Wesentlich wäre eine noch ganz andere Zeitenwende, eine universelle Mentalitäts- und Wünschewende. Ich wünschte mir eine Genügsamkeit derer, die sich stets mehr als genug leisten wollen, eben weil sie es können. Der Kosmos der Dinge: Größer werden die Fahrzeuge und versiegelten Flächen, Kommunikationsinstrumente sind Körperteile, Haben ist Ausholbewegung zum Wegwurf, Lifestyle religiös-sakrosankt (never ever Tempolimit, auch nicht auf der Bahn in die apokalyptische Höllenklamm) – aber dieses stofflich Zunehmende frisst uns nun mal weg vom elementar humanen Raum, vergiftet Klima, sozial, erdatmosphärisch. Dabei ist Binsenweisheit, dass die wahre Welt nicht die Warenwelt ist. Seht auf meine „role models“: Großeltern, die so schlicht lebten (die in Schonnebeck sogar ohne „Festnetz“ und eigenes Badezimmer) und doch zufrieden, weil umgeben von leibhaftiger Gemeinsamkeit. Möge also Oma Almas Geist „Influencer“ werden. Corona und Krieg entlarven, was unser Junkietum ist, was Gier, Sucht, Abhängigkeit bei den einen. Aber wo die einen leben, da gibt es auch die anderen. Die sich am Ende des Tages nicht mal mehr erinnern können, wonach sie süchtig sein wollten. Darum mein neues Lieblingswort: DEMUT, ein aussterbendes (beinahe wie „Telefonzelle“). Aber das ist es doch: Wir müssen die Demut retten, die Einsicht zurückgewinnen, dass es etwas gibt, was notwendig ist. Nämlich zu sehen, dass es so vieles gibt, das nicht zunehmen und mehr werden darf, während anderes genau das wieder muss. Die Zahl der Dollar-Millionäre wird nach Schätzung von „Credit Suisse“ bis 2025 auf 84 Millionen Menschen steigen. Der Autobauer „Mercedes“ hat deshalb beschlossen, noch teurere Luxus-Karossen zu bauen. Drastische Zeichen der Zeit! Unsere Gesellschaften treiben auseinander, schnell, schneller, explosivst. In „helden: tot“ habe ich es so ausgedrückt: „Wir müssen etwas riskieren, sagen die, die nichts verlieren können. Wir müssen flexibel sein, sagen die, die ihren Platz haben. Wir müssen die Angst überwinden, sagen die, die nichts zu fürchten haben. Wir müssen mehr Verantwortung übernehmen, sagen die, denen sie egal sein kann.“
Aber, jetzt, ja, ja, die Frage nach Kunst und Literatur will doch auch beantwortet sein. Und ja, ich drücke mich darum herum. Weil, da kann ich keine Hoffnung machen. Also ohne Umschweife Thomas Brasch zitiert.
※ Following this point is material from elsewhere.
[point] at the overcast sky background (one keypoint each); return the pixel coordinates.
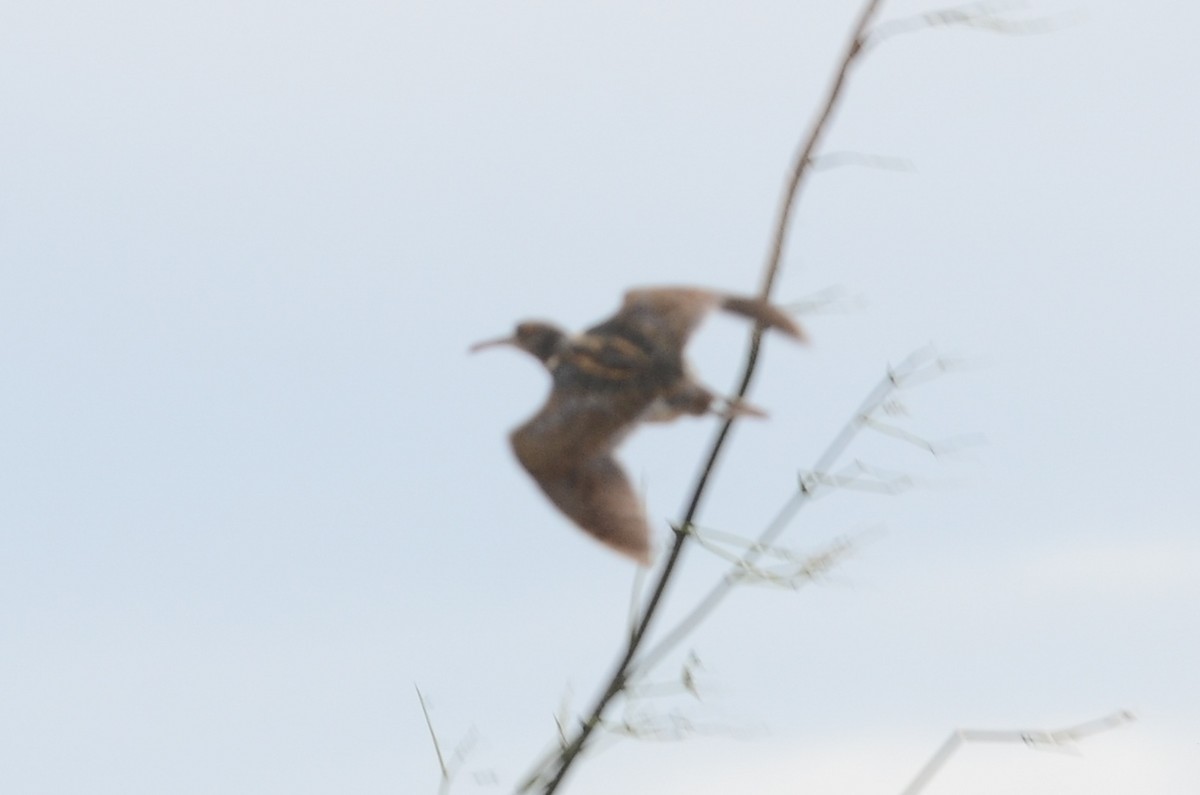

Kunst, so Brasch, „war nie ein Mittel, die Welt zu ändern, aber immer ein Versuch, sie zu überleben“. Ich widerspreche nicht. Verneige mich dankbar vor Kunst und Literatur, denn ich bin ein Überlebender dank ihrer und – hoffe ….
Was liest Du derzeit?
„Effingers“ von Gabriele Tergit, ein Familienepos, da kann mir der Mann mit seiner Bandwurmsatz-Libido gestohlen bleiben. Und wenn wir schon beim Stil sind: Parallel lese ich „Hundesohn“ von Sonja M. Schultz. Einer der besten Gegenwartsromane, den ich seit langem in die Hand bekommen habe. Furioser Sound, Bilder und Beschreibungen, originell, treffend, Sprache, die einem das Hirn durchschüttelt.
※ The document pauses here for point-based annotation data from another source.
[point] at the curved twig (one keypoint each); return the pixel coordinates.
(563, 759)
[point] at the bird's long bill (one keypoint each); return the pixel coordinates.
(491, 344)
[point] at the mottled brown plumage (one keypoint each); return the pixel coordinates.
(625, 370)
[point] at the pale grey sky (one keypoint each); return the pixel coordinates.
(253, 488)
Welches Zitat, welchen Textimpuls möchtest Du uns mitgeben?
„Der Kampf gegen Gipfel vermag ein Menschenherz auszufüllen. Wir müssen uns Sisyphos als einen glücklichen Menschen vorstellen.“
Albert Camus, „Der Mythos des Sisyphos
Vielen Dank für das Interview lieber Stefan, viel Freude und Erfolg weiterhin für Deine großartigen Literaturprojekte und persönlich in diesen Tagen alles Gute!
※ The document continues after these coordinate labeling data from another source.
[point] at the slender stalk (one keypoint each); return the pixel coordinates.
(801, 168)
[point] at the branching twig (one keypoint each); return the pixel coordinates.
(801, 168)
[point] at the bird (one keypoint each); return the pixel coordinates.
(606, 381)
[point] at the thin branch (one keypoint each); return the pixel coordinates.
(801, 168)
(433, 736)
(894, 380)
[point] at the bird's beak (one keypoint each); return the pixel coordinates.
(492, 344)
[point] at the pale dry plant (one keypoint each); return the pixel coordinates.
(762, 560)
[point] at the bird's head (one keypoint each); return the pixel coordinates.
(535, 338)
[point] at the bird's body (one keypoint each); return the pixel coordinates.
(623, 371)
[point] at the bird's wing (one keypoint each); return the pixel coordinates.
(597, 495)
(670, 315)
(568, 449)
5 Fragen an Künstler*innen:
Stefan Sprang, Schriftsteller
Stefan Sprang, geb. 1967 in Essen, lebt dort im Südviertel und in Frankfurt/M. als Radiojournalist und Schriftsteller. Sein Roman-Debüt „Fred Kemper und die Magie des Jazz“ erschien 2011, sein Roman „Ein Lied in allen Dingen. Joseph Schmidt“ folgte 2019 (2. Auflage 2020), 2021 dann ein „Heimatroman“ „Henry Becker und der Sommer der Erinnerung“. Die Produktion seines akustischen Monodramas „Engel“ ist in Vorbereitung (GehörGang, Berlin).1999 „Kurt-Magnus-Preis“ der ARD. 2016 Einladung zur „Bayerischen Akademie des Schreibens“ und 2020 zum Literaturpreis „Irseer Pegasus“.

Foto_Peter Schiborr
4.6.2022_Interview_Walter Pobaschnig. Das Interview wurde online geführt.